In Michael’s own words, his interest in Dutch art was piqued as a teenager, when he came across a copy of Wilhelm von Bode’s vast, multi-volume study of Rembrandt, now long out of date but then the catalyst for his prolonged interest in Dutch painters. This seed was not to germinate until twenty years later, when Michael met Egbert Haverkamp-Begemann at Yale, where they were both professors. A polymath, Michael had explored a career in chemistry after reading a book on the periodic table, and considered a dissertation at Columbia on the prices of Dutch paintings at auction. However, his interests soon turned to economics, specifically comparative economic systems in the Soviet Bloc. It was in this field that he defended his dissertation and published extensively (e.g. Central Planning in Poland, 1962; Economic Development in Communist Romania, 1967). But his interest in Dutch art never flagged; in 1975 Michael received a summer grant to study the guild system in seventeenth-century Holland. Like Hans Floerke before him, he intended to survey the material, but now bringing to the equation his own expertise in statistical analysis and comparative economic systems. Michael so loved the project that soon he had absorbed virtually all of the relatively small archive of Delft, where he began his research. The results appeared in 1982 in a book that permanently altered the course of Dutch art history, combining that discipline with the field of economics in a way that was unprecedented, yet became intelligible to all (Artists and Artisans in Delft. A SocioEconomic Study of the Seventeenth Century). From this pioneering work a new subfield was born, combining statistical study with an in-depth understanding of cultural history, a road later followed by several distinguished economists and historians.

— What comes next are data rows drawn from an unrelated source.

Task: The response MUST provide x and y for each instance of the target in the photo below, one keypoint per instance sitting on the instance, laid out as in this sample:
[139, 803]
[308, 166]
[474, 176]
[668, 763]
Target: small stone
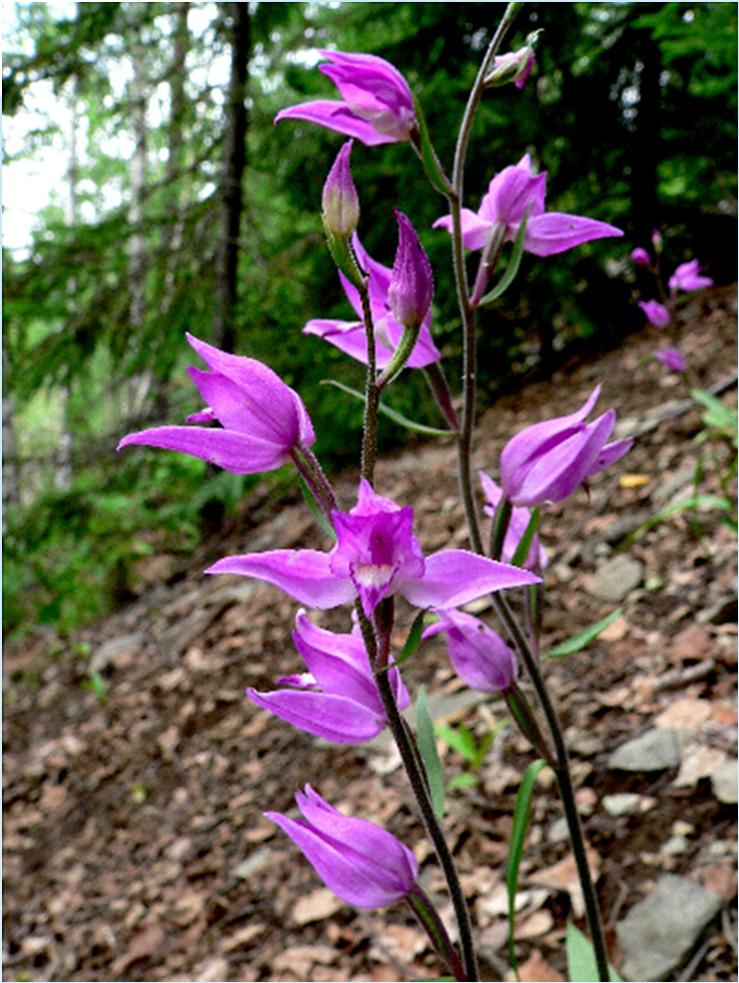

Vermeer had always attracted Michael, and his archival pursuits began with this artist. In his first week in the archives in Delft, before he had fully mastered the Dutch language (let alone the cryptic archival script of the time) Michael found an unpublished document that mentioned Vermeer. That Friday evening he invited me to his third-floor walk-up in Delft to see what he had unearthed, and already he had written out three pages in longhand analyzing his relatively minor discovery. It was exhilarating to listen to him read this essay with an excited curiosity and infectious enthusiasm that never faltered, characteristics that would endear him to his readers and continue to inspire others through his published works. This material, along with hundreds of other documents that were studied in detail by Michael, led to his magisterial Vermeer and his Milieu. A Web of Social History (1989). The operative word in this title was “web”, because the material was more complicated than a spider’s web; only Michael had the consummate patience and delight in intricacies to follow all the strands of the fragmented remains, resurrecting an extended family that lived more than three centuries ago and endowing them with an importance as pressing as our own.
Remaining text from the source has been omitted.